1) I’m going to find every mother-fucker who tried to convince me I’d like this film and I’m going to punch them in the arm. If they trotted out the “you just have to turn your brain off” logic, I’m going to punch them twice. I turned my brain off, as advised. It was still too stupid for me to actually like it.
2) To be fair, there were some good bits. Many of them recycled from Aliens, the last film James Cameron made that I actually liked. I liked Giovanni Ribbisi’s evil corporate guy far more than I liked Paul Reiser’s evil corporate guy. And Michelle Rodriguez in an ornithopter makes up for a variety of ills.
3) At the end of the first hour, I hoped that this might not be an utter disappointment. The opening is solid, the characters get onstage pretty quickly, the set-up is full of bad naming conventions but otherwise okay. Conflict is established: the marine among the field researchers; the humans against the world; Ripley versus Paul Rieser; that second Avatar pilot getting jealous of Jake’s success with the Navi. Sure, most of that conflict disappears once Sully is inside the Avatar, but maybe it’ll come back.
4) At the end of the second hour, I decided there really should be some Disney song about A Whole New World playing over the top of the long sequences where we learn that the world is magical and interconnected for the ninth or tenth time. Said sequences do a great job of showing of the technology and creating spectacle, but also eliminates every character arc but one. Most of the more interesting arcs are blatantly written out via voice-over.
4b) I’ll be honest here – Avatar is primarily about spectacle. I don’t do spectacle. My first response to the Grand Canyon was “It’s a hole in the ground; lets go do something else.” Couple this with being an SF fan from way back and most of Avatar is really just well-rendered vistas of standard SF/Fantasy landscapes. If they wanted to do that, they should have just made a computer game.
5) At the end of the third hour, the movie had tried to perk me up by saying “Dragon’s versus Ornithopter’s, dude. Come on, this is cool.” For the most part, it was too late – I was bored and irritable and just wanted the fucking film over. Still, it was a cool fight scene. It lured me in. Then things got really stupid. Deus ex Machina stupid. And it tacked on a hand-to-hand fight scene it didn’t need, and tried to play out the character arc I would have been interested in if they’d actually bothered to build it at some point.
5b) The worst line in this film – and there are some contenders among the rather generic dialogue – comes in the finale twenty minutes when the hard-arsed marine captain squares off against our hero Sully and asks “how does it feel to betray your own race?” and you’re left thinking “you know what, it’d be nice if someone actually put some thought into that before this point in the script.”

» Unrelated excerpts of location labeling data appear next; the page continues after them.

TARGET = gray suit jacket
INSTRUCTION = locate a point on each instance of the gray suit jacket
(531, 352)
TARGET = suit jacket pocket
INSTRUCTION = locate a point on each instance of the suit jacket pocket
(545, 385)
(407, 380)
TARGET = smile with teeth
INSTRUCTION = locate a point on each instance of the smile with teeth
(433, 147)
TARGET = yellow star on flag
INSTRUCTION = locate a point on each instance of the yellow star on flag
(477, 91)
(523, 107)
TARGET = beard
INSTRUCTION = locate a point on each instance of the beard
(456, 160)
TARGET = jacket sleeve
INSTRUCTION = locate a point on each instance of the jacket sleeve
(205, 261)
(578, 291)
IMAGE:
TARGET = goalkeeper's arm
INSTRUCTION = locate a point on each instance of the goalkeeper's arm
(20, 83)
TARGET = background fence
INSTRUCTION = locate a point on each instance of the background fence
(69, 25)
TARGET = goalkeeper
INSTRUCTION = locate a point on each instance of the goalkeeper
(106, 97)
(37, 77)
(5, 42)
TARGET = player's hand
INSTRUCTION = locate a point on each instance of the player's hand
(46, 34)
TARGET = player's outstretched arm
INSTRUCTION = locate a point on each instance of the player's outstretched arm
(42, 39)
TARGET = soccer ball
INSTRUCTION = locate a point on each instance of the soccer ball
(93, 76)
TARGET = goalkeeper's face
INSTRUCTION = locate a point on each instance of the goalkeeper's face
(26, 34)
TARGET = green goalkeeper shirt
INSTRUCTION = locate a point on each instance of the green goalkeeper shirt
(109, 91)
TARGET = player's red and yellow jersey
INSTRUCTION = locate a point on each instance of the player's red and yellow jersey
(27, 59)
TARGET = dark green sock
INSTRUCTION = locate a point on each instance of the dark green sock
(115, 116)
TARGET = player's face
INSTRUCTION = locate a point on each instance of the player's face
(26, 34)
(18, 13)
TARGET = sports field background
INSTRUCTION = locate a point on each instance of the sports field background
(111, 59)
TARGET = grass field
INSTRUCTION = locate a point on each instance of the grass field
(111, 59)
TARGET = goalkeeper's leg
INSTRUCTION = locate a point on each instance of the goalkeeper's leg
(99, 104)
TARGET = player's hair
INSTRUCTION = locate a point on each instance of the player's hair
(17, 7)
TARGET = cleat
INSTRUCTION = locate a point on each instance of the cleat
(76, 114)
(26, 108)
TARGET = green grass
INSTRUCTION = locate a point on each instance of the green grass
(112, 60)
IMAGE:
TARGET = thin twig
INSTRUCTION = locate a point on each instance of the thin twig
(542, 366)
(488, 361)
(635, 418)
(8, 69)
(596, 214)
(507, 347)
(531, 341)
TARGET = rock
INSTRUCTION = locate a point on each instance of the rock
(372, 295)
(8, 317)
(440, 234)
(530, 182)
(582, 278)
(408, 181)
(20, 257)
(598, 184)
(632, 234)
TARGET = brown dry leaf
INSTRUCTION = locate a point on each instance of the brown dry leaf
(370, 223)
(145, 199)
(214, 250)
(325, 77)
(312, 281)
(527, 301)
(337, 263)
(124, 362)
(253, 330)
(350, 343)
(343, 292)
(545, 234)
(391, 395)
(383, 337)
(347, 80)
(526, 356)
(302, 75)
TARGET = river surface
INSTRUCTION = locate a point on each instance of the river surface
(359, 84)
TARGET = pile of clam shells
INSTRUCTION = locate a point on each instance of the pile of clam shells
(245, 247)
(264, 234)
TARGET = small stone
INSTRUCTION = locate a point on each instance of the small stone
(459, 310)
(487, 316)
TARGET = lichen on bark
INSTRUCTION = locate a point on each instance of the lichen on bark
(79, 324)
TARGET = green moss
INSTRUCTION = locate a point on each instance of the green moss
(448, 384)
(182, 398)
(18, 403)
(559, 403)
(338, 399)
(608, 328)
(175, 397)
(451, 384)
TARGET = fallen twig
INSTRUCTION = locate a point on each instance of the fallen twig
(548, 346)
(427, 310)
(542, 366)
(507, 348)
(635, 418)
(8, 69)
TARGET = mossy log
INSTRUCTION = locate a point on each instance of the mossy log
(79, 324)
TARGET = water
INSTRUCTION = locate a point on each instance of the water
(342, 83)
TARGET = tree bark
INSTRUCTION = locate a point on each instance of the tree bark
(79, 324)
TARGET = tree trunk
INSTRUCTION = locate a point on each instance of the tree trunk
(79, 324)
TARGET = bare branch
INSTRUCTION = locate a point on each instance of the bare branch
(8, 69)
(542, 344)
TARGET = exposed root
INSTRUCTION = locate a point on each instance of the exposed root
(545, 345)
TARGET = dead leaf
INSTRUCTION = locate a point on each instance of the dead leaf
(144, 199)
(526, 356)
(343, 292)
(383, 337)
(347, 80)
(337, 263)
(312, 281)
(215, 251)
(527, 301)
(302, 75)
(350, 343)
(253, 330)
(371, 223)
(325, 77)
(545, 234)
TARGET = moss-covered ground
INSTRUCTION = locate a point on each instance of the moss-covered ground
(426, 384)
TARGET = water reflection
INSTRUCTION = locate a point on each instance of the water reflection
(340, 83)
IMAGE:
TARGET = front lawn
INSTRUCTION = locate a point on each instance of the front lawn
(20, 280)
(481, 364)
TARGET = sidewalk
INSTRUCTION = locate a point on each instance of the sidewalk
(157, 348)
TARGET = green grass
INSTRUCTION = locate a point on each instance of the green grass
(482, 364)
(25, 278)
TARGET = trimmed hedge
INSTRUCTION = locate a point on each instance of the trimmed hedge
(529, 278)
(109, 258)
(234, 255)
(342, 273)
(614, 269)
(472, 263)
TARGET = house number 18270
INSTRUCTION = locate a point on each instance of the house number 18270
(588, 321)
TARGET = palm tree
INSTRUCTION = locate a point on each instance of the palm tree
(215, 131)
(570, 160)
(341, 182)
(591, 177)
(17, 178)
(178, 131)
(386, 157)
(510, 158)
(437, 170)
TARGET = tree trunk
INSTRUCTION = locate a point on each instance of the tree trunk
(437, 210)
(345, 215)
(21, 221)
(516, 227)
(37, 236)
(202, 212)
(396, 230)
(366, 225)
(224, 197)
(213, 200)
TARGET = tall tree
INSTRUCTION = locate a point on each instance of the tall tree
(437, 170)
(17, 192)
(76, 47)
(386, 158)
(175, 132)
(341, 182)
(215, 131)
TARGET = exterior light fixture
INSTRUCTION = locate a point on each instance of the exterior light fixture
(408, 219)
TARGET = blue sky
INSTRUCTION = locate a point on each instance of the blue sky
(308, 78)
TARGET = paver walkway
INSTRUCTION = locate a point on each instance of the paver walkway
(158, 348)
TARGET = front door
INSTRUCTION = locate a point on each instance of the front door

6) Okay, the turning off my brain thing mentioned in point one? I can do it. Honestly, I can. I own copies of The Chronicles of Riddick. And Desperado. Heck, I own a copy of the Core. And I really, really liked Aliens. The thing is, most films where I turn off my brain basically say “look, if we have subtext it’s primarily accidental. We’re just chasing after the next cool thing.” They know that Subtext is a two-way street – you can’t promise it and walk away just because you have pretty visuals and nice action sequences. Avatar promised subtext and meaning. I paid attention. It decided I wasn’t getting it, despite the fact that the subtext is relatively shallow, and proceeded to beat me around the head with said subtext for the final hour of the film.
7) Seriously, the best thing in this film is Michelle Rodriguez flying a gunship.
8) Pandora? Sully? Grace? UNOB-FRICKEN-TANIUM? Worst naming conventions since the Chronicles of Riddick. And at least the Chronicles of Riddick knew it was an unrelenting sequence of cheese and action-sequences with all the depth of a wading pool.
9) 3D movies give me a headache.
10) Good things about this movie: Michelle Rodriguez; Sam Worthington; Paul Reiser Giovanni Ribisi; Ripley; the ability to endlessly snark about its failings; ornithopters. If someone would just take these elements and, say, remake Dune or put out a new Alien movie (without Predators), I’d be a happy man. ‘Cause there’s potential there for something awesome, especially now that Avatar’s gotten the obligatory “new film technology’s endlessly wanky film that’s really about how awesome said new film technology is” out of the way.
End Note: All of this leaves off the original objection to the film I posted on facebook a while back – that it’s going to be the same tired replay of white post-colonial guilt we’ve seen in shit like the The Power of One and Dances with Wolves and every other story where a white block from the conquering nation saves the tribe by becoming one of them. Needless to say, that objection remains, but I’m saddened to discover that there’s really no attempt to complicate the the narrative beyond that. Here’s one of those hints to take home – you can write a gritty story about the evils of corporations, or you can write a fairy tale. It’s fucking hard to do both in the same story, and Avatar falls apart about the point that it tries.